Was wissen Sie über die Situation der Menschen, die in Berlin gestorben sind?
Allgemein kann man sagen, dass sie im stärkeren Maße sozial verelendet sind. Wohnungslosigkeit spielt gerade in Berlin im Vergleich zu den Vorjahren eine sehr große Rolle. Sie leben prekär auf der Straße unter entsprechenden schlechten Bedingungen.
Sterben diese Menschen oft in U-Bahnhöfen oder Hausfluren?
Die Auffindeorte sind breit gestreut. Es handelt sich um den öffentlichen Raum, in vielen Fällen aber auch um den eigenen Wohnraum. Was wir sicher sagen können: Die Todesfälle passieren nicht in Drogenkonsumräumen. Das ist eine sehr gute Nachricht. Deshalb sehen wir die Konsumräume auch als eine gangbare Safer-use-Strategie an. Dass die Leute dort sicher konsumieren können. Aber die Konsumräume sind natürlich nicht immer geöffnet und nicht alle Leute nutzen sie.

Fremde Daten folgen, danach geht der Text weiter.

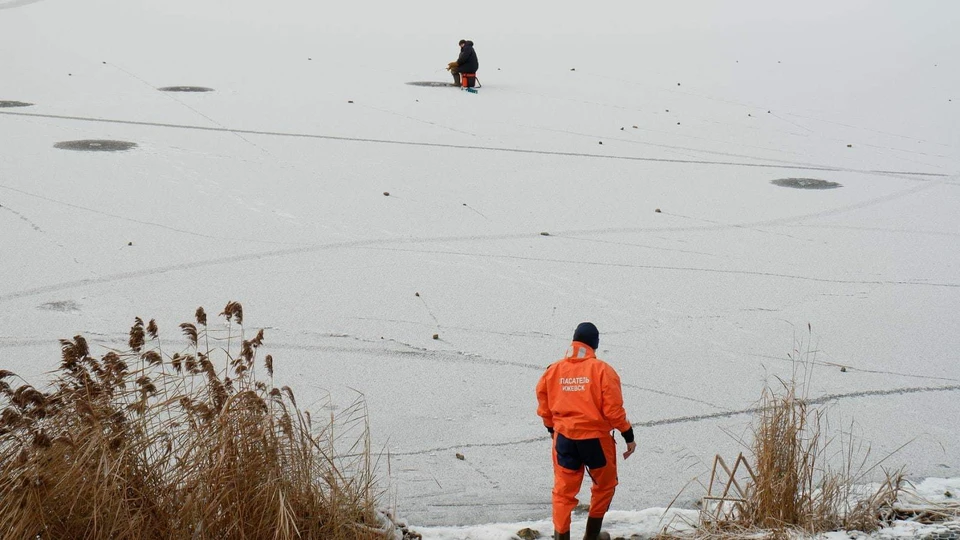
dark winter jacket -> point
(467, 62)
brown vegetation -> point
(140, 445)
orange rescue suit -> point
(580, 396)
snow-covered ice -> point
(270, 190)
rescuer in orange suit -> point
(581, 403)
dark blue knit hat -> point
(587, 333)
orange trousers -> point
(570, 458)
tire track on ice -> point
(459, 357)
(825, 168)
(700, 417)
(673, 268)
(427, 240)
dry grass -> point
(806, 475)
(803, 481)
(139, 445)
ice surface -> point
(270, 191)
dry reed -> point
(138, 445)
(806, 475)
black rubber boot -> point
(593, 528)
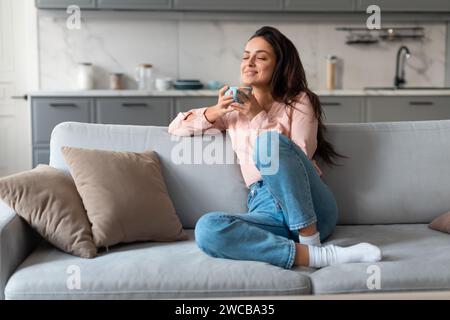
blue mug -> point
(233, 91)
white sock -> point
(313, 240)
(325, 256)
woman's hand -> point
(250, 107)
(222, 107)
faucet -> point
(399, 80)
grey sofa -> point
(395, 181)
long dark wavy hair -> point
(289, 80)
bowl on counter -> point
(163, 84)
(188, 84)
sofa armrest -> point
(17, 240)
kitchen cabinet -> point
(63, 4)
(320, 5)
(135, 111)
(407, 5)
(342, 109)
(229, 5)
(407, 108)
(47, 113)
(134, 4)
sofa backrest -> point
(195, 189)
(397, 172)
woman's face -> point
(258, 63)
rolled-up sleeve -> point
(196, 125)
(304, 130)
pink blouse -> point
(302, 130)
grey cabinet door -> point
(63, 4)
(381, 109)
(187, 103)
(342, 109)
(407, 5)
(134, 111)
(134, 4)
(46, 113)
(229, 5)
(320, 5)
(41, 156)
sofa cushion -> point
(49, 202)
(148, 270)
(414, 258)
(191, 186)
(441, 223)
(125, 196)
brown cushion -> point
(48, 200)
(125, 196)
(441, 223)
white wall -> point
(211, 50)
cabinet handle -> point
(23, 97)
(62, 105)
(421, 103)
(134, 105)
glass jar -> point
(85, 76)
(115, 81)
(144, 76)
(331, 72)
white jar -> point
(85, 76)
(144, 76)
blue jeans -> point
(279, 205)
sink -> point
(407, 88)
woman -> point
(291, 210)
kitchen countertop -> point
(214, 93)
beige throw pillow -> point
(441, 223)
(125, 196)
(48, 200)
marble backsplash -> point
(211, 50)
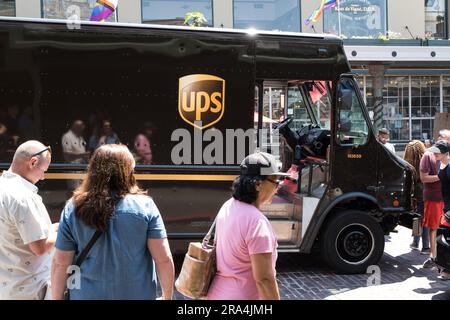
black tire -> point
(351, 241)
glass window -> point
(352, 128)
(64, 9)
(321, 102)
(173, 12)
(283, 15)
(356, 18)
(435, 19)
(425, 96)
(7, 8)
(396, 107)
(446, 93)
(297, 108)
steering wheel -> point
(280, 126)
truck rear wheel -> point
(351, 241)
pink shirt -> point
(242, 230)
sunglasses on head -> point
(49, 149)
(275, 182)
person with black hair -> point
(246, 246)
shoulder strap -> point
(88, 247)
(207, 237)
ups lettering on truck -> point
(201, 99)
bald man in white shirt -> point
(27, 236)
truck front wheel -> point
(351, 241)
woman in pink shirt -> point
(246, 247)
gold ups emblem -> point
(201, 98)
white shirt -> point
(390, 147)
(23, 219)
(73, 144)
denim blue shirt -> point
(119, 265)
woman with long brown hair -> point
(414, 152)
(120, 264)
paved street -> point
(402, 276)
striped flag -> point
(103, 9)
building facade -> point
(399, 48)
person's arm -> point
(61, 261)
(160, 251)
(40, 247)
(263, 274)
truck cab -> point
(348, 190)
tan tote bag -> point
(199, 268)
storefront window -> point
(283, 15)
(446, 93)
(174, 12)
(425, 102)
(396, 107)
(435, 19)
(356, 18)
(7, 8)
(64, 9)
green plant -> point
(388, 36)
(195, 19)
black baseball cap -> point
(440, 147)
(261, 164)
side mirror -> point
(345, 99)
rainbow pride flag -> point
(103, 9)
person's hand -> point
(445, 160)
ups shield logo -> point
(201, 98)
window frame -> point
(446, 33)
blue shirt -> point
(119, 265)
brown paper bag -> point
(197, 272)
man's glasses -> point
(49, 149)
(275, 182)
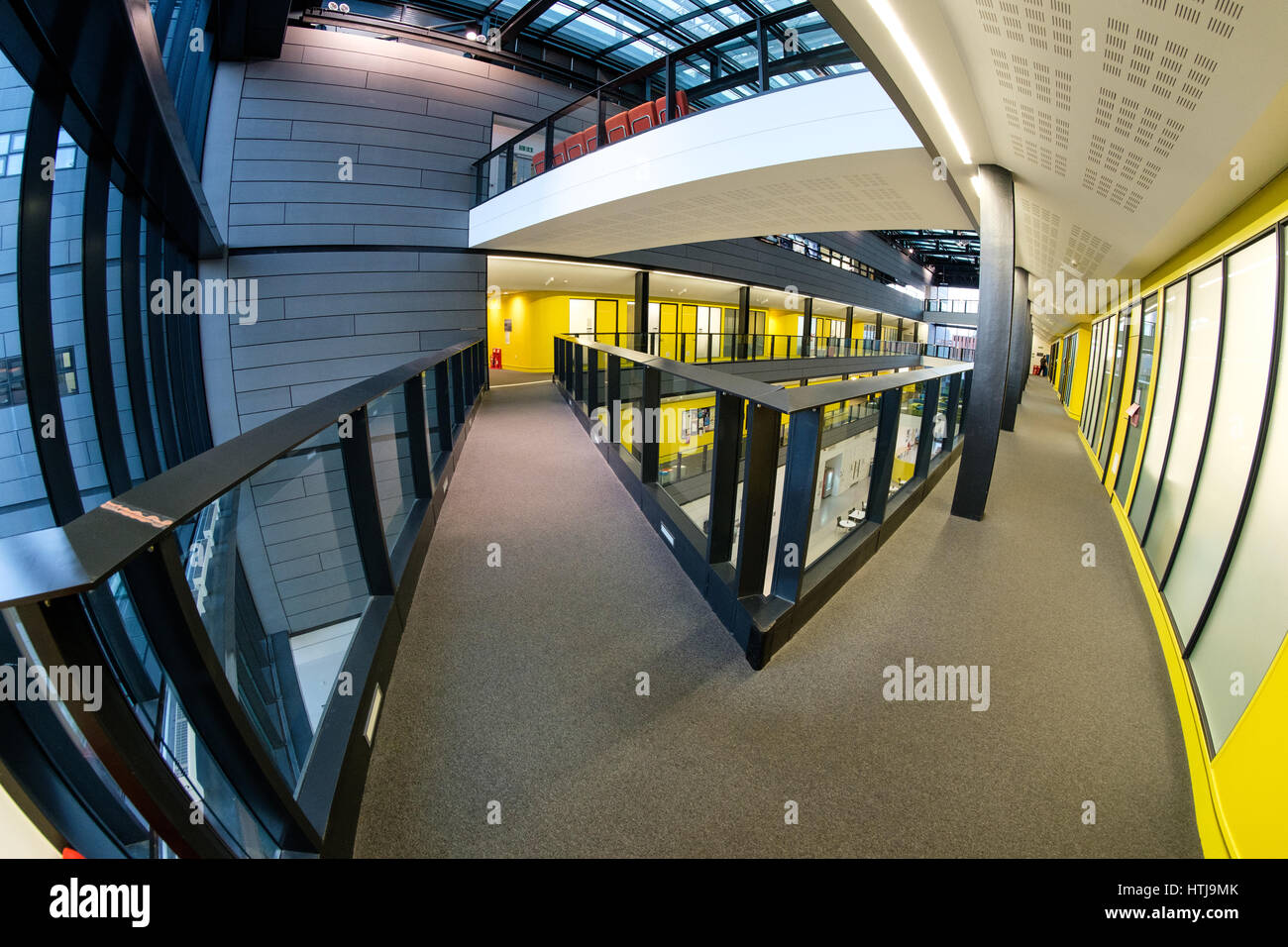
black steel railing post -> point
(417, 434)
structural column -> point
(743, 328)
(992, 351)
(640, 328)
(1020, 343)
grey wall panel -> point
(412, 120)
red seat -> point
(617, 128)
(682, 106)
(576, 145)
(642, 118)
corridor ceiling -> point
(1120, 119)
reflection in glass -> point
(1136, 398)
(1158, 432)
(1245, 628)
(686, 433)
(390, 457)
(1245, 347)
(844, 476)
(274, 571)
(1192, 411)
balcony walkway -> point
(518, 684)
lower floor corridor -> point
(515, 692)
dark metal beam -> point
(524, 17)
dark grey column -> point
(883, 459)
(1020, 342)
(806, 337)
(724, 476)
(988, 381)
(640, 326)
(804, 437)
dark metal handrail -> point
(72, 558)
(786, 401)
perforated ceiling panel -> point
(1113, 112)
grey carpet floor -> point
(516, 684)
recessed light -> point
(918, 65)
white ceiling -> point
(1122, 154)
(536, 274)
(822, 157)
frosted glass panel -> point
(1192, 410)
(1164, 405)
(1137, 395)
(1249, 331)
(1128, 325)
(1247, 624)
(1089, 395)
(1107, 368)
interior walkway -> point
(518, 684)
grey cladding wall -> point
(411, 120)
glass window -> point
(24, 505)
(1245, 348)
(912, 405)
(1127, 321)
(68, 328)
(1245, 626)
(1192, 415)
(1158, 431)
(1137, 397)
(390, 457)
(116, 337)
(842, 484)
(277, 577)
(686, 433)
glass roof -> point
(629, 34)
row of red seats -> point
(639, 119)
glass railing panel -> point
(846, 450)
(275, 574)
(437, 455)
(390, 458)
(686, 432)
(220, 805)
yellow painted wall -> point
(1127, 390)
(537, 317)
(1240, 792)
(1081, 360)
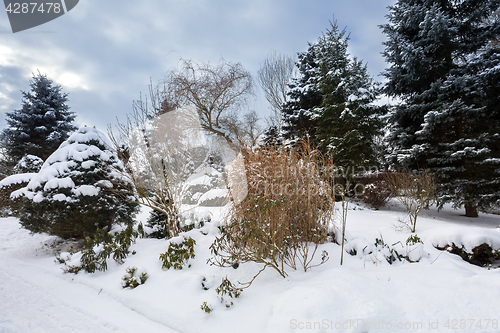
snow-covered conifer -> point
(448, 118)
(331, 102)
(42, 124)
(79, 188)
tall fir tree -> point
(331, 102)
(41, 125)
(448, 118)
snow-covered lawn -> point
(441, 293)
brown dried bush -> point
(286, 213)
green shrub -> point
(98, 249)
(178, 255)
(130, 280)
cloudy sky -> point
(105, 52)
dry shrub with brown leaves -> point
(285, 215)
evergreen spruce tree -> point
(331, 102)
(79, 188)
(448, 120)
(41, 125)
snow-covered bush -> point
(79, 189)
(24, 170)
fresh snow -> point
(366, 294)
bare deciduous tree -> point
(274, 74)
(155, 143)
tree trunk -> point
(470, 210)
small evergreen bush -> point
(178, 255)
(131, 280)
(99, 248)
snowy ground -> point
(441, 293)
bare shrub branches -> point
(414, 191)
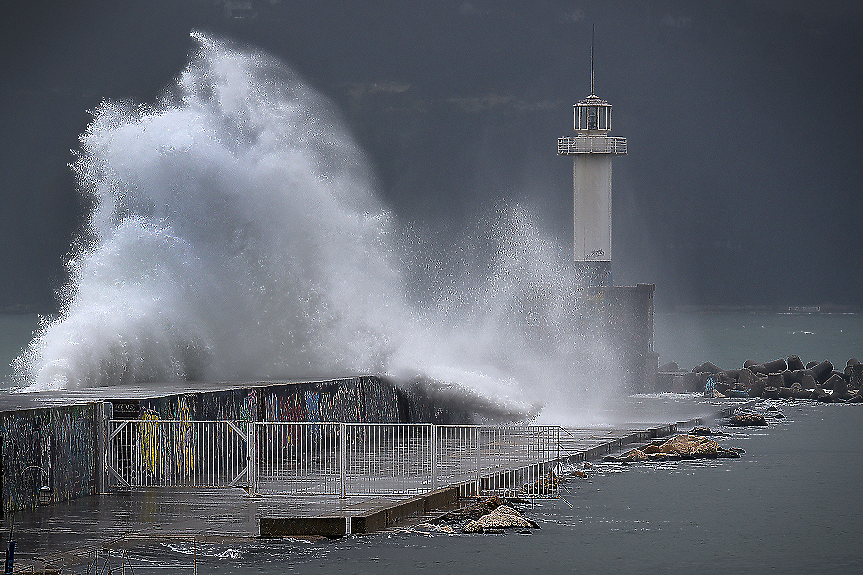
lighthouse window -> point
(591, 118)
(582, 118)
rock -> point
(543, 485)
(690, 447)
(758, 369)
(821, 395)
(474, 511)
(835, 381)
(855, 376)
(822, 371)
(634, 456)
(776, 366)
(745, 378)
(839, 386)
(504, 517)
(795, 363)
(775, 380)
(757, 388)
(746, 419)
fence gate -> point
(339, 459)
(173, 453)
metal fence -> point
(340, 459)
(171, 453)
(591, 145)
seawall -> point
(51, 443)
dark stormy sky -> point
(743, 182)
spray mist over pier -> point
(236, 235)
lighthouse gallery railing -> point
(339, 459)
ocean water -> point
(729, 339)
(790, 505)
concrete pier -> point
(88, 524)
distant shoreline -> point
(790, 309)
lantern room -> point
(592, 115)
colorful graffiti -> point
(49, 455)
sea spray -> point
(235, 235)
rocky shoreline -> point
(783, 378)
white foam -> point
(236, 235)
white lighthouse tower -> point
(592, 149)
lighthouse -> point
(622, 315)
(592, 149)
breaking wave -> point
(236, 235)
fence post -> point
(252, 456)
(343, 456)
(476, 431)
(434, 456)
(104, 412)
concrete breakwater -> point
(52, 445)
(783, 378)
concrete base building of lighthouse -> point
(623, 313)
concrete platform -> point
(206, 515)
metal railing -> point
(174, 453)
(590, 145)
(340, 459)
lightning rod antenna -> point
(592, 38)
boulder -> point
(855, 377)
(820, 394)
(690, 447)
(795, 363)
(504, 517)
(758, 369)
(746, 419)
(775, 380)
(757, 387)
(745, 378)
(797, 392)
(776, 366)
(839, 387)
(822, 371)
(634, 456)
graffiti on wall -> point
(48, 454)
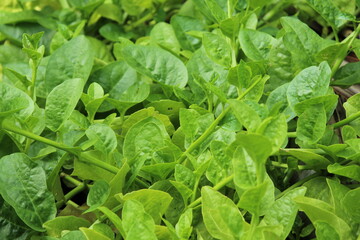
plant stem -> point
(297, 184)
(15, 129)
(71, 194)
(291, 134)
(70, 179)
(214, 124)
(217, 187)
(253, 224)
(72, 150)
(346, 120)
(33, 79)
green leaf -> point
(311, 159)
(72, 60)
(91, 234)
(349, 202)
(305, 39)
(123, 84)
(284, 211)
(275, 129)
(155, 202)
(14, 101)
(311, 125)
(28, 194)
(347, 75)
(184, 225)
(135, 7)
(55, 226)
(331, 13)
(98, 195)
(310, 82)
(183, 24)
(352, 106)
(222, 218)
(144, 138)
(245, 114)
(351, 171)
(115, 219)
(60, 104)
(217, 48)
(325, 231)
(104, 137)
(11, 226)
(211, 10)
(318, 210)
(258, 199)
(255, 44)
(137, 223)
(157, 64)
(163, 34)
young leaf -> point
(14, 101)
(60, 104)
(284, 211)
(157, 64)
(255, 44)
(28, 194)
(98, 195)
(331, 13)
(217, 49)
(72, 60)
(222, 218)
(104, 137)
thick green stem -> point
(346, 120)
(214, 124)
(70, 179)
(217, 187)
(340, 59)
(82, 156)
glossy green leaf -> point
(155, 202)
(217, 49)
(104, 137)
(258, 199)
(311, 125)
(330, 12)
(60, 104)
(255, 44)
(349, 203)
(28, 194)
(98, 195)
(55, 226)
(73, 60)
(351, 171)
(163, 34)
(14, 101)
(11, 226)
(92, 234)
(283, 211)
(157, 64)
(318, 210)
(222, 218)
(310, 82)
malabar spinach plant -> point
(173, 119)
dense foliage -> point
(171, 119)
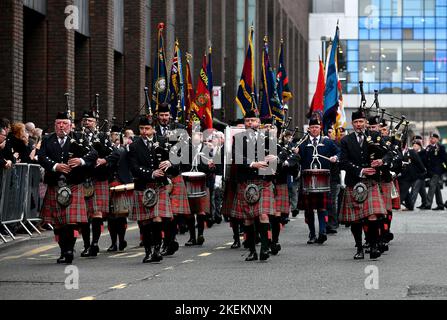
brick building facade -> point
(41, 59)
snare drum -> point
(195, 184)
(316, 181)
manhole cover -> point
(427, 291)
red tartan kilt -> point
(229, 195)
(352, 211)
(243, 210)
(314, 201)
(162, 209)
(396, 201)
(100, 200)
(179, 197)
(122, 203)
(200, 205)
(54, 214)
(385, 189)
(282, 203)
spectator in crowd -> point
(4, 163)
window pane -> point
(369, 51)
(369, 72)
(413, 51)
(412, 71)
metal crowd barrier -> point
(19, 197)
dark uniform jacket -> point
(145, 160)
(354, 158)
(251, 152)
(51, 153)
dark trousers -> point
(435, 189)
(418, 188)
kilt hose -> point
(100, 200)
(58, 216)
(265, 205)
(162, 209)
(385, 189)
(352, 211)
(282, 202)
(179, 197)
(314, 201)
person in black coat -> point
(436, 160)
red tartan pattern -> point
(352, 211)
(162, 209)
(100, 200)
(385, 189)
(179, 197)
(314, 201)
(265, 205)
(396, 202)
(282, 202)
(54, 214)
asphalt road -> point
(414, 268)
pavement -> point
(413, 269)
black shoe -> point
(274, 248)
(156, 256)
(360, 255)
(147, 257)
(94, 250)
(322, 238)
(264, 255)
(312, 240)
(122, 246)
(191, 242)
(374, 253)
(253, 256)
(236, 244)
(85, 253)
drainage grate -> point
(429, 291)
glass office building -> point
(398, 47)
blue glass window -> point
(418, 34)
(441, 88)
(419, 22)
(396, 34)
(418, 88)
(353, 66)
(430, 34)
(363, 34)
(385, 34)
(353, 55)
(353, 45)
(407, 22)
(396, 22)
(430, 87)
(429, 66)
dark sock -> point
(200, 224)
(356, 229)
(96, 230)
(113, 230)
(156, 233)
(85, 230)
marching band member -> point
(254, 198)
(66, 163)
(97, 198)
(314, 146)
(362, 203)
(150, 165)
(120, 175)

Was gibt es noch für Erkenntnisse?
Gerade im niedrigschwelligen Bereich stellen wir eine Zunahme von Menschen fest, die nicht kranken- und sozialversichert sind. Stichwort: Zuwanderung aus dem vorwiegend osteuropäischen Raum, EU-Bürger, die keinen Versicherungsschutz haben. Lebensrettende Maßnahmen wie eine Substitutionsbehandlung steht ihnen nur eingeschränkt zur Verfügung.
Im Wrangelkiez in Kreuzberg und am Leopoldplatz in Wedding häufen sich die Klagen aus der Anwohnerschaft über eine zunehmend verelendete Drogenszene. Gibt es Maßnahmen, mit denen sich die Situation entschärfen ließe?
Eine ganz wichtige Maßnahme ist der Erhalt und Ausbau der niedrigschwelligen Maßnahmen.
Drogenkonsumräume und -mobile gibt es in Berlin aber schon einige.
Konzeptionell ist das Land Berlin schon gut aufgestellt, das ist richtig. Aber die Angebote müssen erhalten und zumindest, was die Öffnungszeiten betrifft, ausgebaut werden. Das sage ich auch in Hinblick auf die Spardiskussion, die im nächsten Jahr ansteht. Das macht uns natürlich Sorgen.
Gäbe es denn genug Personal, um die Öffnungszeiten zu erweitern?
Auch wir leiden unter dem allgemeinen Fachkräftemangel. Im Moment gelingt es uns noch, Personal zu finden, im Bereich der Pflegekräfte, die wir neben den Sozialarbeitenden in den Drogenkonsumräumen beschäftigen, ist das aber zunehmend schwierig. Nichtsdestotrotz würden wir uns bemühen, die Öffnungszeiten auszuweiten. Die Voraussetzung wäre aber, dass uns dafür entsprechende Mittel zur Verfügung gestellt werden.
Nicht alles ist eine Frage des Geldes. Für das Kottbusser Tor zum Beispiel gab es gerade 250.000 Euro Sondermittel vom Senat. Trotzdem nehmen die Klagen der Anwohner zu. Was läuft da schief?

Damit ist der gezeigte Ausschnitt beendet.